Are Preemies More Prone to Autism?

By Aneta Meszko, Marcin Meszko (Aneta Meszko) [CC BY-SA 3.0 (], via Wikimedia Comm

There are many environmental factors that could lead to autism, according to research published in Cerebral Cortex. The research shows it is more common in premature babies. Today, extremely early preterm neonates are surviving at record rates, thanks to advances made in intensive care units all around the world.

However, infants born more than 13 weeks prematurely have a higher than average risk of developing brain damage, autism spectrum disorder, attention deficit hyperactivity disorder and learning difficulties.
These babies are exposed to several stress factors during the critical period of brain development and it’s possible that this could play a key role in the development of autism.

Autism Statistics in the U.S.

In the United States, approximately 1 in 68 children are diagnosed with autism, according to the Centers for Disease Control and Prevention.

Autism is reported to happen in all racial, ethnic and socioeconomic groups.

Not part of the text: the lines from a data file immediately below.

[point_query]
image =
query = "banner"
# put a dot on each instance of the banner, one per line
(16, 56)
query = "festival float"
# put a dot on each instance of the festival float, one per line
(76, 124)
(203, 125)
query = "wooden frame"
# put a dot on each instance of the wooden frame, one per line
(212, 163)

However, the disorder is way more common in boys than it is in girls.
Autism spectrum disorder is normally traced to genetic factors, even if there has been no autism gene detected.

Researchers from the Karolinska Institutet Hospital in Sweden studied more than 100 babies who had been born extremely preterm, before the 27th week, or at the start of the third trimester.

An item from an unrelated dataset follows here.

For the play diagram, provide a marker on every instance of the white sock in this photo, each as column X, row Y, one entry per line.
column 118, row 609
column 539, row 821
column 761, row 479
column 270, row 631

With the approval of parents, the team of researchers examined the growth of the babies’ brains through the use of magnetic resonance imaging (MRI) during the neonatal period and then they were screened for autism features at the age of six.
Of these extremely preterm infants approximately 30 percent developed the symptoms of autism, when compared with babies who were born full term with a rate of 1 percent.

These findings are suggestive that low birth weight and complications possibly leading to an increased risk of autism.

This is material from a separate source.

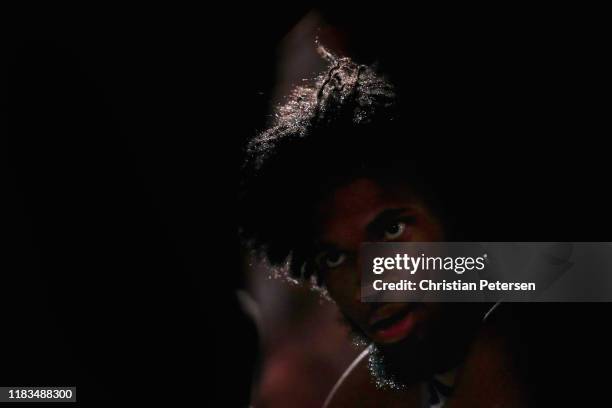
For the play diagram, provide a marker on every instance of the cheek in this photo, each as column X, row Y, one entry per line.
column 343, row 285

Additionally, among infants born prematurely, during the neonatal period, researchers observed differences in the brains of preemies who later developed autism and those who did not.

Among the infants that developed autism, diminished growth was noted in portions of the brain involved in social contact, language development and empathy. All of these functions are impaired in children who have autism.


Dr. Ulrika Aden lead study researcher states, “Our study shows that environmental factors can also cause autism. The brain grows best in the womb, and if the developmental environment changes too early to a life in the atmosphere, it can disrupt the organization of cerebral networks. With new therapeutic regimens to stimulate the development of such babies and avoid stress, maybe we can reduce the risk of their developing ASD.”

It’s the hope of researchers that through early detection of the structural alterations seen in the brain could allow early identification and intervention in children at risk of developing autism spectrum disorder.